Educação Física

Overtraining: o erro que faz você treinar mais e render menos

O preparador físico Junior Carvalho explica por que exagerar nos treinos pode derrubar seu rendimento e aumentar o risco de dores e lesões.

Por Redação Brazil Health , 19/03/2026

4 min de leitura

Overtraining: o erro que faz você treinar mais e render menos

Treinar sempre fez parte da minha vida. Ao longo de décadas preparando atletas e convivendo com quem vive de performance, aprendi uma coisa que nem sempre aparece nas redes sociais ou nos vídeos de treino intenso. Existe uma linha muito fina entre evoluir e ultrapassar o ponto em que o corpo consegue responder bem ao estímulo.

Quando treinar demais vira um problema

Muita gente associa resultado a sofrimento constante. A lógica parece simples: quanto mais eu treino, melhor eu fico, porém, na prática, não funciona bem assim. Quando o volume, a intensidade e a frequência passam do que o organismo consegue recuperar, entramos em um quadro conhecido como overtraining.

Esse termo é usado na ciência do esporte para descrever um estado em que o corpo deixa de se adaptar ao treino e começa a perder rendimento. O atleta treina mais e melhora menos. Em alguns casos, piora.
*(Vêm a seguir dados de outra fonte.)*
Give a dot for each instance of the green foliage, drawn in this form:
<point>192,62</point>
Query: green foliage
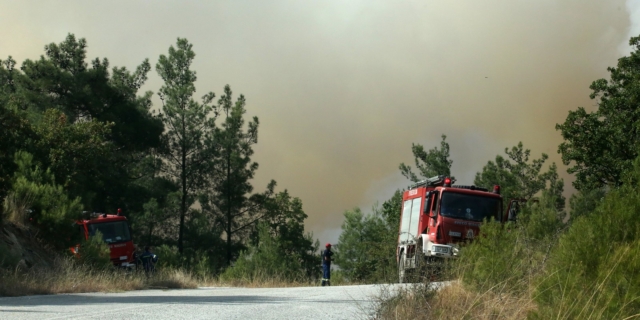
<point>189,126</point>
<point>593,272</point>
<point>285,221</point>
<point>95,253</point>
<point>268,260</point>
<point>99,131</point>
<point>431,163</point>
<point>74,152</point>
<point>599,146</point>
<point>8,259</point>
<point>507,258</point>
<point>228,198</point>
<point>52,211</point>
<point>15,132</point>
<point>585,202</point>
<point>367,244</point>
<point>519,178</point>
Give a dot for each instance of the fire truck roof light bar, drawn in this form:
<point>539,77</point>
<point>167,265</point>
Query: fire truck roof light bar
<point>432,182</point>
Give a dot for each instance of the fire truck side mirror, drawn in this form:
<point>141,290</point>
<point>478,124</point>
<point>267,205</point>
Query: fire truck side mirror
<point>427,203</point>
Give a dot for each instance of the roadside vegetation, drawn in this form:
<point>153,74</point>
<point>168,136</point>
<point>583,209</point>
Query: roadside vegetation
<point>79,135</point>
<point>553,263</point>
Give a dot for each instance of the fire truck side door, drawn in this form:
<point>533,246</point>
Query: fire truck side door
<point>513,210</point>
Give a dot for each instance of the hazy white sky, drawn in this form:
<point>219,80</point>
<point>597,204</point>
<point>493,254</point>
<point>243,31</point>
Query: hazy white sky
<point>342,88</point>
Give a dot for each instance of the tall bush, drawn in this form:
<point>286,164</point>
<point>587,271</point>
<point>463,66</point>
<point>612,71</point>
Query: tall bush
<point>594,272</point>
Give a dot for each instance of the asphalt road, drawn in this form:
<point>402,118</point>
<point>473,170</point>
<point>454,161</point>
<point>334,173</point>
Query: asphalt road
<point>336,302</point>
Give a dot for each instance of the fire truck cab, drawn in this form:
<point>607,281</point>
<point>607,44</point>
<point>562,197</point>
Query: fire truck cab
<point>437,216</point>
<point>115,232</point>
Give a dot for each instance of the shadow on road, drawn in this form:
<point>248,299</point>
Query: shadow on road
<point>79,299</point>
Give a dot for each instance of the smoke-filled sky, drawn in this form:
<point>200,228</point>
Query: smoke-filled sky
<point>342,88</point>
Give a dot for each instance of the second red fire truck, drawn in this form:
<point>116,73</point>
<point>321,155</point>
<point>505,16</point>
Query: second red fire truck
<point>437,216</point>
<point>115,232</point>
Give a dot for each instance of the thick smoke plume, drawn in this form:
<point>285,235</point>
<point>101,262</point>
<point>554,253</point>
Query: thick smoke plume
<point>343,88</point>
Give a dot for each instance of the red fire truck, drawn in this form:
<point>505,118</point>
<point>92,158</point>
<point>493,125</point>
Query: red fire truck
<point>437,216</point>
<point>115,232</point>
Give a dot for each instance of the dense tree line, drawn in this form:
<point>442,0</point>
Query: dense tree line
<point>78,135</point>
Estudos publicados em revistas científicas da área de fisiologia do exercício mostram que o desequilíbrio entre carga de treino e recuperação pode levar à queda de performance, fadiga persistente, alterações de sono e maior risco de lesões.

Eu vejo isso acontecer com frequência. A pessoa acredita que está fazendo tudo certo porque está treinando todos os dias, muitas vezes até duas vezes por dia, mas o corpo começa a mandar sinais claros. O rendimento cai, a motivação diminui, a dor não melhora e a recuperação fica cada vez mais lenta.

Os sinais que o corpo dá (e muita gente ignora)

Nem toda dor é problema, e isso é importante dizer. A dor muscular que aparece depois de um treino forte é uma resposta normal do corpo ao estímulo. Ela costuma surgir no dia seguinte e diminuir com o passar dos dias. O alerta acende quando a dor muda de característica, quando vira dor articular, quando fica localizada demais ou quando simplesmente não melhora.

Outro sinal clássico é o cansaço que não passa. Não é aquele cansaço bom depois do treino. É um desgaste que acompanha o dia inteiro: o atleta acorda já cansado, perde potência, perde força e começa a sentir que está lutando contra o próprio corpo.

A ciência do esporte mostra que isso não acontece apenas com atletas profissionais; pelo contrário, muitas vezes aparece em pessoas que começaram a treinar há pouco tempo e aumentaram a carga rápido demais. A empolgação inicial é ótima, mas o corpo precisa de progressão.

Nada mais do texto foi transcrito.